It hasn’t been a good week to be poor or unemployed in America. Or a good few years, for that matter. Some 850,000 low-income families in 15 states, including California, lost help in the farm bill that President Obama signed into law Friday. On Thursday, the Senate failed to move forward on a bill to restore long-term unemployment benefits affecting some 1.7 million people. Also Friday, the Bureau of Labor Statistics released the unemployment numbers for January, which reported disappointing private-sector job growth. Again.
There are a lot of things to say about these individual topics. Yes, the cut in food stamps in the farm bill — $8 billion over 10 years — was in reality the closing of a loophole that slipped more benefits to the poor in some states than they otherwise would have received (the Washington Post explains it well here). I’m not sure the morally correct response to that is to make hungry people hungrier or poor people poorer.
Congressional opponents of extending long-term unemployment benefits say they worry about adding future debt to ease financial pain now, an argument that might carry weight if Congress was also concerned about the long-term impact of the tax subsidies it continues to give to the incredibly profitable big oil companies (not a lot of hunger or financial pain in those boardrooms), among others.
As for persistently high levels of joblessness, corporations are sitting on stockpiles of cash instead of adding jobs that would in turn add spending to the economy. That’s a logjam the federal government has yet to figure out how to unblock.

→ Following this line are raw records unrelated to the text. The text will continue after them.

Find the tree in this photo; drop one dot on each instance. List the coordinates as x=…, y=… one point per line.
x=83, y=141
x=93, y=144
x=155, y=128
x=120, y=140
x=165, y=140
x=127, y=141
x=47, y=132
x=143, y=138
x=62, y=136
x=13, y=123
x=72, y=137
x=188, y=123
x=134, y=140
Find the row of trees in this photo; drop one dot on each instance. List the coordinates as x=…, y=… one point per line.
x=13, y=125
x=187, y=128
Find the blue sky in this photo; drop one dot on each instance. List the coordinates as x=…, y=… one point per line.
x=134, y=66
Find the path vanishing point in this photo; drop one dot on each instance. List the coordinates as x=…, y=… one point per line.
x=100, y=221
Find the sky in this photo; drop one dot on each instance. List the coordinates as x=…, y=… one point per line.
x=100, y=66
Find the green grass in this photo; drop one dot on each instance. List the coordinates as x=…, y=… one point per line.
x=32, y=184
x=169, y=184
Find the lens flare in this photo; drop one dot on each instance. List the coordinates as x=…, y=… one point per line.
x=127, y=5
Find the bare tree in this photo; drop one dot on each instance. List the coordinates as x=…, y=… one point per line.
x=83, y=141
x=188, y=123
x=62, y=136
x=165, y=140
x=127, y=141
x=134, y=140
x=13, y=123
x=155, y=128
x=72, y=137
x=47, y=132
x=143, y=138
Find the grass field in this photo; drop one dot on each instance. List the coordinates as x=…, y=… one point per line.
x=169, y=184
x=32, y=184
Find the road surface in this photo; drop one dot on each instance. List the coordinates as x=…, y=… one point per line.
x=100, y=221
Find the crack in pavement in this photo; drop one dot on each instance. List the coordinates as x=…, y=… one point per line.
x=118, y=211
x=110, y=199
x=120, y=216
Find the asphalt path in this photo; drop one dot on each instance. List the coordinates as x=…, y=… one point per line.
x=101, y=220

We have a tendency in our political debates to focus on the short term and the immediate future. As a result, Congress and the Obama administration have been fumbling around the edges of aid programs while doing little to forge broader, comprehensive plans for addressing socioeconomic problems — persistent unemployment, intergenerational poverty and regressing local economies in urban cores and small Midwestern cities — that by all indications will not go away even if the economy gets humming again.
We in the media bear some of the blame by our focus on the here-and-now: the daily Wall Street indexes, the monthly unemployment reports (see above), corporate earnings. We need to be less reactive to the latest release and to look more deeply into how the economy works, how free-trade deals emphasize corporate health over the health of American communities, how federal policies and labor laws make it harder for the middle class to stay in the middle class, and how federal tax policies make it easier for corporations to skirt their American tax obligations. Instead, we handicap political debates like sporting events and speculate on how a certain stance might affect an election months, or years, in the future.
Looking at these socioeconomic issues more broadly should give the country pause, and maybe lead us to contemplate different approaches and different analyses. The fresh cuts in food stamps, the pulled support for the long-term unemployed and the staggering number of jobless or underemployed all mask a bigger problem: a political blindness and disregard for what life is like for a large percentage of our fellow citizens.